Und finden die glücklichsten und freundlichsten Surfer überhaupt...

Text von Jade Bremner | Fotos von Bryan Denton

Wenn nicht der Blick unvermeidbar auf baufällige Gebäude schweifen würde, einige davon gesäumt mit Einschusslöchern, andere mit klaffenden Löchern von Bomben vergangener Tage, könnte ich genauso an jedem Surfspot am Mittelmeer sein.

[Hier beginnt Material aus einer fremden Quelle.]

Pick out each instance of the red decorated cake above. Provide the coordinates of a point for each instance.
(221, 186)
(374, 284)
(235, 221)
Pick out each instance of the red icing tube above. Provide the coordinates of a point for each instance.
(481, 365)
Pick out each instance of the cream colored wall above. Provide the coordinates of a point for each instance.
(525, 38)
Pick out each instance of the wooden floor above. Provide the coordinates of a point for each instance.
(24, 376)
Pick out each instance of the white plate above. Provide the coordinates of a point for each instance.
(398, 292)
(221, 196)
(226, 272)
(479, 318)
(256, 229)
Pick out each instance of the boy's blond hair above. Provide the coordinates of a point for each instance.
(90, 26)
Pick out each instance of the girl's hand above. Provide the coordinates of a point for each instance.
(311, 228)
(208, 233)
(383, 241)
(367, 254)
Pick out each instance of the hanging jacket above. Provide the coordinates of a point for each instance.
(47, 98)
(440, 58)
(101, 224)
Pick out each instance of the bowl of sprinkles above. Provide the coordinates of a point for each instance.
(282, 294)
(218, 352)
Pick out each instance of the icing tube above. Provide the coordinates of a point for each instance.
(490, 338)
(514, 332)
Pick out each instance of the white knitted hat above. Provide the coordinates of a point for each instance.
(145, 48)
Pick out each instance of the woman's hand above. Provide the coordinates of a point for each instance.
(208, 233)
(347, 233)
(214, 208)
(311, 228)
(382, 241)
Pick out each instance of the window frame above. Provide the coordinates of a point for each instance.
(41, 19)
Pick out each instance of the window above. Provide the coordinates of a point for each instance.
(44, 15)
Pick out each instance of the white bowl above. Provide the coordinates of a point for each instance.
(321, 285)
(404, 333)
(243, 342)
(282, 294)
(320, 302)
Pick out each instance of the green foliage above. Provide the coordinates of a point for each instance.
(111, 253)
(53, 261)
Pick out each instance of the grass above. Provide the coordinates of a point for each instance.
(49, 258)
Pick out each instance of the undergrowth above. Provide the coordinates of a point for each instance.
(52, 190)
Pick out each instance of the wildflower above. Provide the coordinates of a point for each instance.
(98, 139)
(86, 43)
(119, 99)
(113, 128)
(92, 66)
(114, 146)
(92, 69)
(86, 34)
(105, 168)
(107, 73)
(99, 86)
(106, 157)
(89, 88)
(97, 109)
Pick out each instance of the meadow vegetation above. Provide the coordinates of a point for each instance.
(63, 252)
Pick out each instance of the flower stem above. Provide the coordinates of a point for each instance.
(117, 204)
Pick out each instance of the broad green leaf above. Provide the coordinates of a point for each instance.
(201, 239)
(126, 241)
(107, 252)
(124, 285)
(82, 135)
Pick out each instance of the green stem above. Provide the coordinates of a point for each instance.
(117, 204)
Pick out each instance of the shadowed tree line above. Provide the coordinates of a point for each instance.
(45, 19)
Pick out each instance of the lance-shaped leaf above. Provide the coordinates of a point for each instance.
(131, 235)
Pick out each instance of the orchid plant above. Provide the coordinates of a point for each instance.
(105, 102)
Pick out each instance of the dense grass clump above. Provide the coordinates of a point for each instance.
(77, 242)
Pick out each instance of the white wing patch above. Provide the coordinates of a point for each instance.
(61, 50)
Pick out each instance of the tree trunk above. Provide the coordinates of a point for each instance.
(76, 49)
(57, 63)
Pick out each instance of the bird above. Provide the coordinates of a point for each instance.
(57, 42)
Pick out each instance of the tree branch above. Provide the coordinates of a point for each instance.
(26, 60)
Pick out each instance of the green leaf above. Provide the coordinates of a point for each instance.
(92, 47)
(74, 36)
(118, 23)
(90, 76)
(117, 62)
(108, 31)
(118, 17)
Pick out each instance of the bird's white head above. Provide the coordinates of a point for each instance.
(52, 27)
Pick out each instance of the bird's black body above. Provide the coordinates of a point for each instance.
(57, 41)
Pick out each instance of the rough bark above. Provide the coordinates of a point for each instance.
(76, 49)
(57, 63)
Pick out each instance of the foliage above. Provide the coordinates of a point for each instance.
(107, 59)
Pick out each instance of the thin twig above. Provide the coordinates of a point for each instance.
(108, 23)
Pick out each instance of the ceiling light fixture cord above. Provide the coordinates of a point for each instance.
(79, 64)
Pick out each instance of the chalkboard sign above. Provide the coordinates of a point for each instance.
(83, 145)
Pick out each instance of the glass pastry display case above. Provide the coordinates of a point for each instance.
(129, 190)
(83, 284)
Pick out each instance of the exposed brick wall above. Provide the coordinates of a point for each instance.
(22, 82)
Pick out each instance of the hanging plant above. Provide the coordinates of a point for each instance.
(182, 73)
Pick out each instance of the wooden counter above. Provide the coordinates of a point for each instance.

Die Sonne brennt auf der Haut, als ich zum Point durch warmes, klares Wasser paddele; alle anderen Surfer im Wasser heißen mich willkommen an ihrem Break. Es gibt glückliche Zurufe für jeden, der eine Welle bekommt – es ist das freundlichste Lineup, in dem ich je war. Aber ich bin gerade weder in Spanien oder Frankreich, ich befinde mich 20 Minuten südlich von Berirut in einem kleinen Städtchen namens Jiyeh.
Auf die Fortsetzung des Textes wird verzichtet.